Location
- 2115 Milam Street, Shreveport, Louisiana, U.S. 32°30′12″N 93°46′27″W﻿ / ﻿32.503444°N 93.774125°W

Information
- Other name: Milam Street Training School, Special High School for Colored Veterans
- Founded: April 2, 1939
- Closed: May 1955

= Milam Street Trade School =

School in Shreveport, Louisiana (1939–1955)

The Milam Street Trade School (1939–1955) was a vocational school at the high school-level for African American students in Shreveport, Louisiana. It was located across the street from Booker T. Washington High School. It was also known as Milam Street Training School. The campus contained the Special High School for Colored Veterans after World War II.

== History ==
The Milam Street Trade School started as an experiment by the Caddo Public Schools to teach local African American students vocational skills before graduating high school, funded by the Works Progress Administration (WPA).

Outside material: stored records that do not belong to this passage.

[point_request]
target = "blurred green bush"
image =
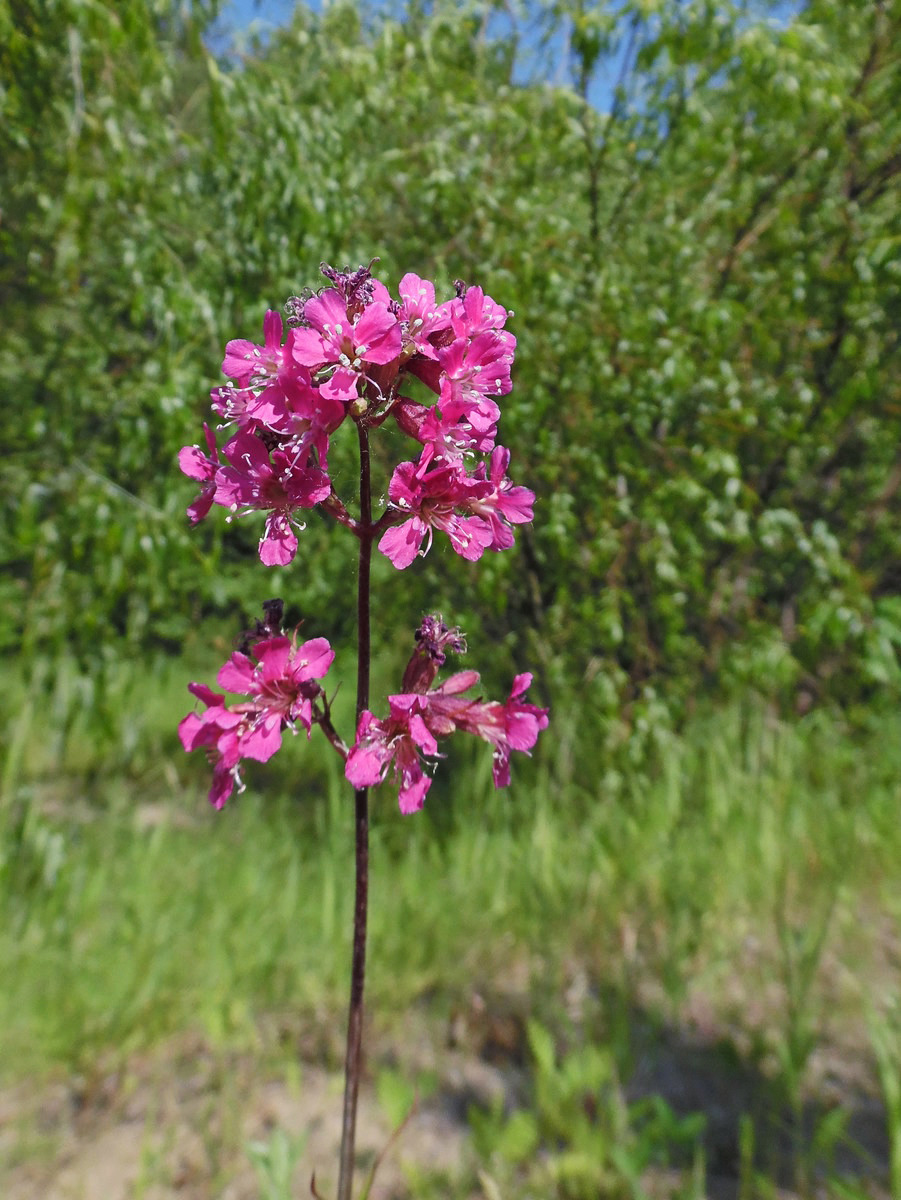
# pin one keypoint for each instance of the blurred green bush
(706, 279)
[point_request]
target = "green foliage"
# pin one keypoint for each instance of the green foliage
(275, 1162)
(704, 279)
(748, 873)
(582, 1139)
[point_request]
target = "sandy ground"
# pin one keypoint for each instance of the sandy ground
(178, 1122)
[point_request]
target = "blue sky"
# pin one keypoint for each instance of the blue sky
(238, 15)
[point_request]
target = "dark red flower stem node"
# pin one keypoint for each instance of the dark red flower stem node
(361, 827)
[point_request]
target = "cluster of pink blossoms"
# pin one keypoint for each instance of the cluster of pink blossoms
(278, 678)
(280, 681)
(346, 355)
(421, 714)
(348, 352)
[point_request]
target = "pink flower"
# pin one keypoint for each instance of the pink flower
(416, 719)
(254, 366)
(334, 336)
(425, 319)
(505, 504)
(197, 466)
(277, 484)
(470, 372)
(431, 491)
(476, 511)
(475, 313)
(281, 685)
(449, 438)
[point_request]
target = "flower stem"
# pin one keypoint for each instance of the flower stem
(361, 823)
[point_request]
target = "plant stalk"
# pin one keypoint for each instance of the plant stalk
(361, 825)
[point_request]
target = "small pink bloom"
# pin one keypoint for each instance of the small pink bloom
(505, 504)
(280, 484)
(473, 371)
(475, 313)
(336, 337)
(425, 319)
(281, 689)
(416, 719)
(431, 491)
(197, 466)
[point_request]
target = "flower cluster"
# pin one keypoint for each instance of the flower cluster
(421, 714)
(278, 679)
(347, 353)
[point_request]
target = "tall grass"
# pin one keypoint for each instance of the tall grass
(750, 850)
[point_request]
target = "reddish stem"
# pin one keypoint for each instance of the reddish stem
(361, 821)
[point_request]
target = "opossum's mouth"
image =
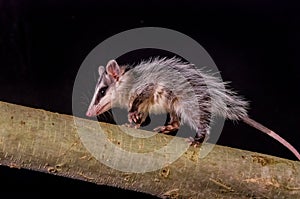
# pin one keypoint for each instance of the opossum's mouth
(95, 110)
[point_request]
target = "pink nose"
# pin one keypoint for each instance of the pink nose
(89, 113)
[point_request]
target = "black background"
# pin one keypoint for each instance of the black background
(254, 44)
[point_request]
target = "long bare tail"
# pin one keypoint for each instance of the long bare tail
(271, 133)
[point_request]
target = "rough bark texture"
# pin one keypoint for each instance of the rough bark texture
(49, 142)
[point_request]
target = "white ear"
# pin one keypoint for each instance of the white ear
(101, 70)
(113, 69)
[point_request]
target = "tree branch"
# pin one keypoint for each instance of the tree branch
(49, 142)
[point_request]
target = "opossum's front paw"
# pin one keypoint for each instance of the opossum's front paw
(132, 125)
(196, 142)
(166, 129)
(135, 117)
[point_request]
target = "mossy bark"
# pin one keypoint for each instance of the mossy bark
(49, 142)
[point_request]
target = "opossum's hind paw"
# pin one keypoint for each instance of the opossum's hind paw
(166, 129)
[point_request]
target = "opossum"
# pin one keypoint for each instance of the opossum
(170, 85)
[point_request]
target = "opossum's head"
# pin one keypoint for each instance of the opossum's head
(103, 96)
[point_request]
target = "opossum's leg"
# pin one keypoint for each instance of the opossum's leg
(202, 131)
(172, 126)
(139, 106)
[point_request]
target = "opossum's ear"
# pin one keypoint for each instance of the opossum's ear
(113, 69)
(101, 70)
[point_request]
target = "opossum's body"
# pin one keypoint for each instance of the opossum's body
(169, 85)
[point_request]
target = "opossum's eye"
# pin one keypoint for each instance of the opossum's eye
(100, 94)
(102, 91)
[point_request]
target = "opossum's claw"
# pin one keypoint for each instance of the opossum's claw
(195, 142)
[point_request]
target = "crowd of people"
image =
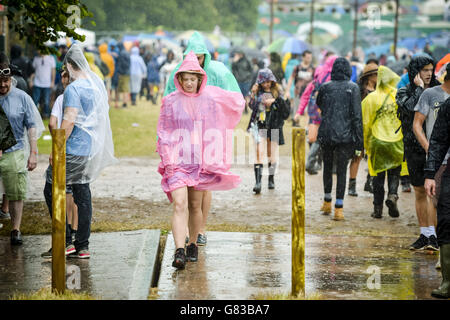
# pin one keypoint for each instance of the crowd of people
(396, 119)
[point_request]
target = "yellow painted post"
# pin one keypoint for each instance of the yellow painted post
(59, 211)
(298, 211)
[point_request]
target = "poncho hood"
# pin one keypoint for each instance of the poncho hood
(387, 79)
(190, 64)
(103, 48)
(341, 69)
(416, 64)
(135, 51)
(325, 69)
(198, 46)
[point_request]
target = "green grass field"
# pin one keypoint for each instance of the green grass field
(134, 131)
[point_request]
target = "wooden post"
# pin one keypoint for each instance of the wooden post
(355, 28)
(59, 211)
(298, 211)
(311, 21)
(271, 22)
(397, 7)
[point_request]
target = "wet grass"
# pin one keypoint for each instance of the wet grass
(47, 294)
(108, 217)
(286, 296)
(134, 131)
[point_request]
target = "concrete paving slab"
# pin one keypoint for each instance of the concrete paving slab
(242, 265)
(121, 267)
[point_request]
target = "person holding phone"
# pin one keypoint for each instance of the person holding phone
(421, 77)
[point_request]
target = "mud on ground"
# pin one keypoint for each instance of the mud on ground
(128, 196)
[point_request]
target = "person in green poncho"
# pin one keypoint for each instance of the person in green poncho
(383, 141)
(217, 75)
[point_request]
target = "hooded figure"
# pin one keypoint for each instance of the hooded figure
(90, 58)
(322, 74)
(407, 98)
(86, 105)
(89, 147)
(382, 141)
(341, 113)
(340, 132)
(107, 59)
(193, 140)
(138, 71)
(217, 73)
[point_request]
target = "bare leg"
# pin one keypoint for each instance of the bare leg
(72, 212)
(421, 206)
(117, 98)
(16, 210)
(432, 216)
(260, 150)
(354, 165)
(180, 216)
(206, 206)
(5, 204)
(195, 198)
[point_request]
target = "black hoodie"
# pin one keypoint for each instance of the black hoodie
(340, 103)
(407, 98)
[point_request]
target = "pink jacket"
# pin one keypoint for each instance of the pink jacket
(195, 135)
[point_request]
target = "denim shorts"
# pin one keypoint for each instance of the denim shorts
(14, 173)
(416, 165)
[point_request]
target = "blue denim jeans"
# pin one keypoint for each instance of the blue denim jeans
(82, 198)
(45, 92)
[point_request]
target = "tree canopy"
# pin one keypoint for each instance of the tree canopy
(40, 20)
(230, 15)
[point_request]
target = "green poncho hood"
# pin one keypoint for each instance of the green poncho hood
(218, 74)
(198, 45)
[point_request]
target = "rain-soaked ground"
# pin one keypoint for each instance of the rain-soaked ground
(249, 266)
(344, 260)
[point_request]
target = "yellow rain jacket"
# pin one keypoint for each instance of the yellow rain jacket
(382, 139)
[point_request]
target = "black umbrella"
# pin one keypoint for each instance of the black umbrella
(398, 66)
(439, 53)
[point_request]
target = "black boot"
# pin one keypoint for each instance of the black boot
(391, 203)
(377, 211)
(311, 160)
(258, 174)
(272, 168)
(443, 292)
(368, 185)
(352, 188)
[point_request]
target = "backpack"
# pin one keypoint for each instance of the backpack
(104, 68)
(406, 118)
(313, 96)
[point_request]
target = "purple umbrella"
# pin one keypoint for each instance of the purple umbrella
(294, 46)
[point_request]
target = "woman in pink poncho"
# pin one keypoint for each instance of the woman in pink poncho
(195, 132)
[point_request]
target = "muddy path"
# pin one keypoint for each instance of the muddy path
(129, 195)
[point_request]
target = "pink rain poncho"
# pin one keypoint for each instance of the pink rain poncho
(195, 135)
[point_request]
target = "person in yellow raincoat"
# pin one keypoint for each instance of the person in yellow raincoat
(383, 141)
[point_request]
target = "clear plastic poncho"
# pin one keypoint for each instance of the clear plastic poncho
(91, 137)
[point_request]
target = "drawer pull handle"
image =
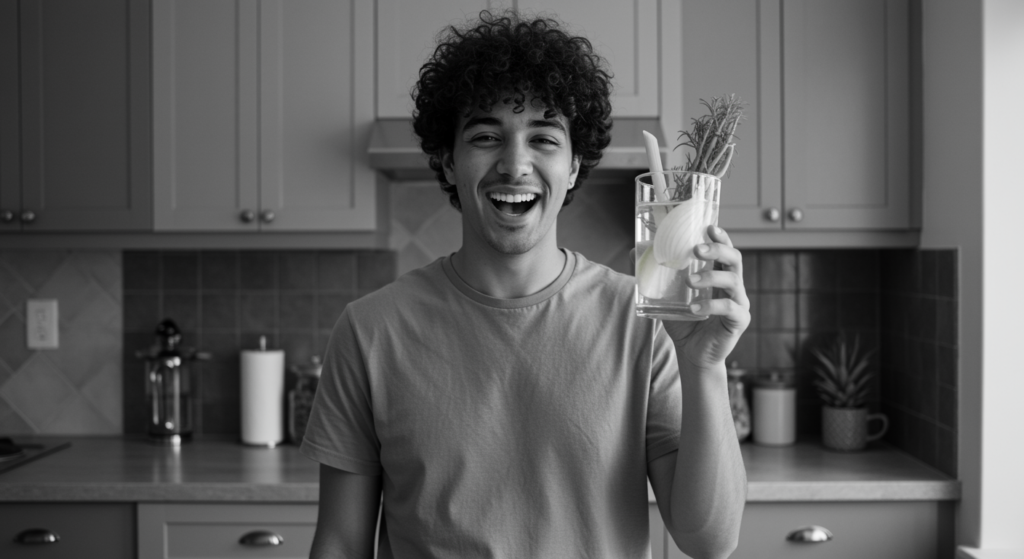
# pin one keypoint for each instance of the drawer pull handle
(809, 534)
(37, 536)
(261, 539)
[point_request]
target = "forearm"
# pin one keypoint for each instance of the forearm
(709, 487)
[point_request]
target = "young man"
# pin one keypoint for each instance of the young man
(506, 399)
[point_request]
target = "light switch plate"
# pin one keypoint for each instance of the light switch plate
(41, 325)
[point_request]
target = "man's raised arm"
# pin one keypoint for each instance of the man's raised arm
(347, 519)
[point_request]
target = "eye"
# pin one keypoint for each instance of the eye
(485, 138)
(547, 141)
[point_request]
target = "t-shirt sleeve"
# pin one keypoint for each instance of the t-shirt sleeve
(665, 404)
(341, 432)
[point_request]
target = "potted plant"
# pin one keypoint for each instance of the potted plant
(844, 378)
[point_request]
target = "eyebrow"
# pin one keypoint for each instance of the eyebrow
(491, 121)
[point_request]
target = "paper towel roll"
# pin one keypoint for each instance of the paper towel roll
(262, 396)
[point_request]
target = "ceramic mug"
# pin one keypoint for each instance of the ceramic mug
(846, 429)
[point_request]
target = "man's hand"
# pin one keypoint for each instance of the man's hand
(706, 344)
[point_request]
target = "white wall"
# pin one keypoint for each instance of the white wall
(1003, 265)
(973, 124)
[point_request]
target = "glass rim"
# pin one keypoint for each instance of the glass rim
(675, 172)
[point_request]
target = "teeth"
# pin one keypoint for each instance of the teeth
(512, 199)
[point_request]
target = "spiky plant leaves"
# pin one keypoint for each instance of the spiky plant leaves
(843, 374)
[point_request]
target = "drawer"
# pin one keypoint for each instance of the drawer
(193, 530)
(85, 529)
(914, 529)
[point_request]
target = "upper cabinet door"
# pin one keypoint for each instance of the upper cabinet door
(733, 48)
(846, 114)
(406, 37)
(625, 32)
(10, 131)
(315, 115)
(84, 101)
(205, 115)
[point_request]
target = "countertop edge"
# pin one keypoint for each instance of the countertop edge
(164, 492)
(309, 491)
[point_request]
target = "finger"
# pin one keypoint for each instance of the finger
(735, 315)
(718, 234)
(730, 282)
(729, 257)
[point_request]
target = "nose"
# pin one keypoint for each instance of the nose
(515, 159)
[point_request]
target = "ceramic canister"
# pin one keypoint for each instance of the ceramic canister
(775, 410)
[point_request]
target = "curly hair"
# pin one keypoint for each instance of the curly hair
(506, 58)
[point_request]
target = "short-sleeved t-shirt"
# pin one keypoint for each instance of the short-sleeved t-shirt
(501, 427)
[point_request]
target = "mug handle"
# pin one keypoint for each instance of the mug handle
(885, 426)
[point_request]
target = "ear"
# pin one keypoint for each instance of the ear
(574, 171)
(448, 164)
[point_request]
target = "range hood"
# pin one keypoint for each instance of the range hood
(395, 152)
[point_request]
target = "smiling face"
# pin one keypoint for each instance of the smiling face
(512, 172)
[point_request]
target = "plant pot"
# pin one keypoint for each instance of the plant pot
(846, 428)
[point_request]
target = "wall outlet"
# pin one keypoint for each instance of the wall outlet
(41, 327)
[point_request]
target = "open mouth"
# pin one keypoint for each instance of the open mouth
(513, 204)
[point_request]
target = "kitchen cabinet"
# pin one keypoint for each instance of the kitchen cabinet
(909, 529)
(56, 530)
(172, 530)
(626, 33)
(826, 142)
(74, 105)
(261, 116)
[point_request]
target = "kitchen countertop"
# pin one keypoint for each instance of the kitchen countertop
(133, 470)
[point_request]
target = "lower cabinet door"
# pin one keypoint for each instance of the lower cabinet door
(55, 530)
(904, 529)
(215, 530)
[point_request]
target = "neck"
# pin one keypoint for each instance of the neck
(509, 275)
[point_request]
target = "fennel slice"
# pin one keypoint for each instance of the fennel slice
(652, 280)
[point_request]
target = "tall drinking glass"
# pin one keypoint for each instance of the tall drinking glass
(674, 210)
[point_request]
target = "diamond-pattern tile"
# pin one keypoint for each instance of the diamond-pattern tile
(13, 349)
(87, 350)
(104, 391)
(77, 387)
(13, 292)
(78, 417)
(103, 267)
(35, 267)
(38, 391)
(11, 423)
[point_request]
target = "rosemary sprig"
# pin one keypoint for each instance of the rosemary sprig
(713, 136)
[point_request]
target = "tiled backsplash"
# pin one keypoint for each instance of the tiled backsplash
(75, 389)
(801, 300)
(920, 358)
(223, 301)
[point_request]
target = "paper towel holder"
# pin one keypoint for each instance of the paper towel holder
(262, 396)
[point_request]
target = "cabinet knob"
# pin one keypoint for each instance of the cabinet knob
(261, 539)
(809, 534)
(37, 536)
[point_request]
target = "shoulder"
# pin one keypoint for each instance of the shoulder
(599, 280)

The program typically it lasted one year and was during the 10th grade. The founding principal was Albert G. Davis. Many of the students in attendance came from Central High School and, when the Booker T. Washington High School opened in 1950, it was across the street from the Milam Street Trade School.

Courses taught at the school included home economics, beauty, shoe repair, carpentry, rug weaving, horticulture, maid-training, mattress-making, and shade-making. Later they added tailoring courses, and leatherwork. Part of the financial support of the school came from the sales of student projects. They had sports teams, including basketball.

== Special High School for Colored Veterans ==
During World War II, many of the male students were taken out of classes, but under the newly formed G.I. Bill of Rights in 1944, they were able to finish their schooling. A new school was formed called the "Special High School for Colored Veterans" for veteran students in 1946, and it was located on the same campus. It was designed to complete high school work within eighteen months, or alternatively take the GED after 8 months.

Dan L. Smith served as the principal, he was a United States Army veteran and had been an instructor of manual training at Central High School in Shreveport. It closed in May 1955. It had roughly 30 graduates per year, and only one female graduate.